What do I do that does not fall in that category:
* Eat
* Sleep
* I swim for about an hour once a week
Thanks, CL. You and Sam are making “men defect” sound like a more rational option!
I could be working more, and riskier, not less, if I were not married, but I sure would not suffer liars, fools and stupid regulations, would have had retire from type of jobs I am having long time by now. But I have had a lot of fun teaching kids sports, swimming, skiing, skating and doing home science projects, activities I would not otherwise engage in, if I were working in an ideal job, if I could find or create one.
Regarding “In war, they shatter like glass when faced with an enemy that expect chastity and fidelity from women” I think this is true but despite luck of chastity notable societies were built: for example ancient Egypt. They ruled the roost of other societies that allowed female promiscuity but eventually fell to female – strict Persians, Macedonians, Romans.
perplexed: Ancient Egypt wasn’t as debauched as the U.S. today, was it? I thought that Ancient Egyptians weren’t necessarily virgins at marriage but once married there was an expectation of being faithful (i.e., there wouldn’t be any doubt regrading paternity). Could an Ancient Egyptian wife have said “I need to spend more time having sex with the neighbors so I want a divorce, a house, the savings, and 60 percent of my ex-husband’s income going forward” and gotten a court-enforced order for all of the above?
Much more debauched: children of different fathers lived in same family with one official husband and once a queen or a princess prostituted herself to raise money.
I read this book a couple of years ago which explained most of the marriage/civilization topic above (might have read about it here, can’t remember):
https://www.amazon.com/Marriage-Civilization-Monogamy-Made-Human/dp/1621572013
It puts the idea of “do what you want as long as you’re not hurting anyone else” into perspective. Our crumbling social framework harms us all.
To answer your question, I spend about 118% of my free time on family and kids. 20% extra for lost sleep and 2% free time added back on a yearly hunting/fishing trip with friends.
That’s 118% of all of the reasons that a man would need to support a “men defect too” system!
I always puzzled and surprised when I see men marrying again after the first divorce. One would think they learned their lessons. Whyyyyyy…
The article appears conclusive, but it uncritically relies on various statistics that I’d take with a grain of salt (I consider statistics to be a branch of PR/marketing).

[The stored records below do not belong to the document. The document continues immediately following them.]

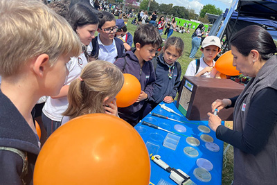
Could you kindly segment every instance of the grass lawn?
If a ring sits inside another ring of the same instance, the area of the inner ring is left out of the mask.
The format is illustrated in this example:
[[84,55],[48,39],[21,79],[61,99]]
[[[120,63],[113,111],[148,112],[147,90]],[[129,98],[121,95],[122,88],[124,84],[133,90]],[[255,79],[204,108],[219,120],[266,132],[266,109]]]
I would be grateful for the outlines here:
[[[132,25],[131,24],[132,18],[129,19],[128,21],[128,24],[127,28],[128,31],[134,36],[134,31],[136,29],[136,26],[135,25]],[[189,55],[190,53],[191,50],[191,35],[194,32],[194,30],[190,30],[190,33],[179,33],[177,32],[174,32],[172,36],[181,37],[184,44],[185,47],[183,52],[183,55],[179,58],[178,62],[180,62],[182,69],[182,76],[184,76],[186,73],[186,70],[188,67],[188,64],[192,61],[191,59],[189,58]],[[166,39],[166,36],[165,35],[162,35],[162,38]],[[200,49],[198,50],[197,53],[195,55],[196,58],[199,58],[202,55],[202,53]],[[226,143],[224,143],[224,149],[227,146]],[[225,157],[223,160],[223,170],[222,170],[222,184],[231,184],[233,179],[233,147],[231,146],[226,153]]]

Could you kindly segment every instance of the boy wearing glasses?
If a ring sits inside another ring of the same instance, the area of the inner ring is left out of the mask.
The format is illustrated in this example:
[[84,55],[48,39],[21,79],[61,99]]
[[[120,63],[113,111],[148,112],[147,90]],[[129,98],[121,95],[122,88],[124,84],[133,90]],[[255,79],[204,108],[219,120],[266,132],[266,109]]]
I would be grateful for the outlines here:
[[114,37],[118,30],[114,16],[105,11],[102,13],[103,17],[99,17],[97,29],[98,35],[91,41],[92,51],[90,57],[92,60],[101,60],[114,63],[123,54],[123,42]]
[[153,65],[150,61],[155,56],[156,51],[162,42],[158,30],[152,24],[139,26],[134,35],[136,50],[127,51],[123,58],[114,62],[123,73],[134,76],[141,83],[141,92],[136,102],[127,107],[118,108],[119,117],[132,126],[138,123],[142,116],[141,109],[145,101],[152,95],[156,77]]

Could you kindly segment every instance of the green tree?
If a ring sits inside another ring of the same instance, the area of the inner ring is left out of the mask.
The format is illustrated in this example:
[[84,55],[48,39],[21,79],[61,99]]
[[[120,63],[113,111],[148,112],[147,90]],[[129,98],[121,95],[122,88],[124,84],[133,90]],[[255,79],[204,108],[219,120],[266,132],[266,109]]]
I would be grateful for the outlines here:
[[203,8],[200,11],[200,17],[204,18],[206,13],[211,13],[213,15],[220,15],[223,11],[220,8],[216,8],[215,5],[206,4],[203,6]]
[[162,3],[159,7],[159,11],[161,13],[164,13],[164,14],[167,14],[167,13],[171,12],[171,9],[172,8],[172,6],[173,6],[173,4],[164,4],[164,3]]
[[188,11],[184,6],[173,6],[170,12],[174,17],[184,19],[188,18]]
[[[139,8],[141,10],[147,10],[148,7],[148,3],[149,0],[143,0],[141,2],[141,4],[139,6]],[[153,12],[154,10],[159,10],[159,3],[155,1],[151,1],[150,3],[150,7],[149,8],[149,11],[150,12]]]
[[188,19],[197,19],[198,15],[195,12],[195,10],[189,9],[188,11]]

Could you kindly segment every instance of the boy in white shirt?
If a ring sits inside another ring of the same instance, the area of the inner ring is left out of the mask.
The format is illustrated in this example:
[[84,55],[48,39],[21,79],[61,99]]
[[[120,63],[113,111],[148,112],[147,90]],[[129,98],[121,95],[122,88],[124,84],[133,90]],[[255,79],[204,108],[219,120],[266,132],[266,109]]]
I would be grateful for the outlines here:
[[202,42],[201,51],[204,57],[190,62],[185,76],[216,78],[218,71],[214,67],[215,61],[213,59],[221,51],[221,43],[219,37],[208,36]]

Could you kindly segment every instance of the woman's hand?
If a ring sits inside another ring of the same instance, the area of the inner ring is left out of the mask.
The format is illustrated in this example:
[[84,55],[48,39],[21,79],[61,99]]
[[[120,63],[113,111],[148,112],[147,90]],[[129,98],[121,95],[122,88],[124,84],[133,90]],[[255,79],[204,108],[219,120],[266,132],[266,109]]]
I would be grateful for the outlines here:
[[163,98],[163,101],[166,103],[172,103],[174,101],[174,99],[171,96],[166,96]]
[[118,116],[116,98],[114,98],[111,102],[108,103],[107,105],[105,107],[105,113],[107,114]]
[[139,95],[139,96],[136,102],[140,102],[140,101],[144,100],[148,97],[148,95],[146,93],[145,93],[143,91],[141,91],[141,94]]
[[223,99],[219,100],[217,99],[212,103],[212,112],[214,112],[215,109],[217,109],[217,112],[227,106],[229,106],[232,104],[232,102],[230,99]]
[[218,126],[221,125],[221,118],[211,112],[208,112],[207,114],[208,116],[208,126],[215,132]]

But let me play a devil advocate. The premise here is that falling birth rates are inherently bad. This is a recent moral panic, just a few years ago the biggest bugaboo was overpopulation and extreme environmentalists, such as Pentti Linkola, were considered to be prophets. So, who is threatened by the falling birth rates? The economic model that relies on cheap labor?
> What percentage of your time is spent doing tasks that you wouldn’t have to do but for the fact that you’re part of a family with children?
More than 80% I’m afraid. We’d be a tribe of heroes – or not.. it’s all hypotheticals. Imagine if modernity were not built on mercantile logic, but on the logic of the 1st and 2nd estates, i.e. a society based not on iPhones and real estate, but on religion and war. Then we wouldn’t be shopping on a Sunday morning, but as part of the Heretic Extermination Squad working to insure the triumph of the True Faith somewhere in another galaxy.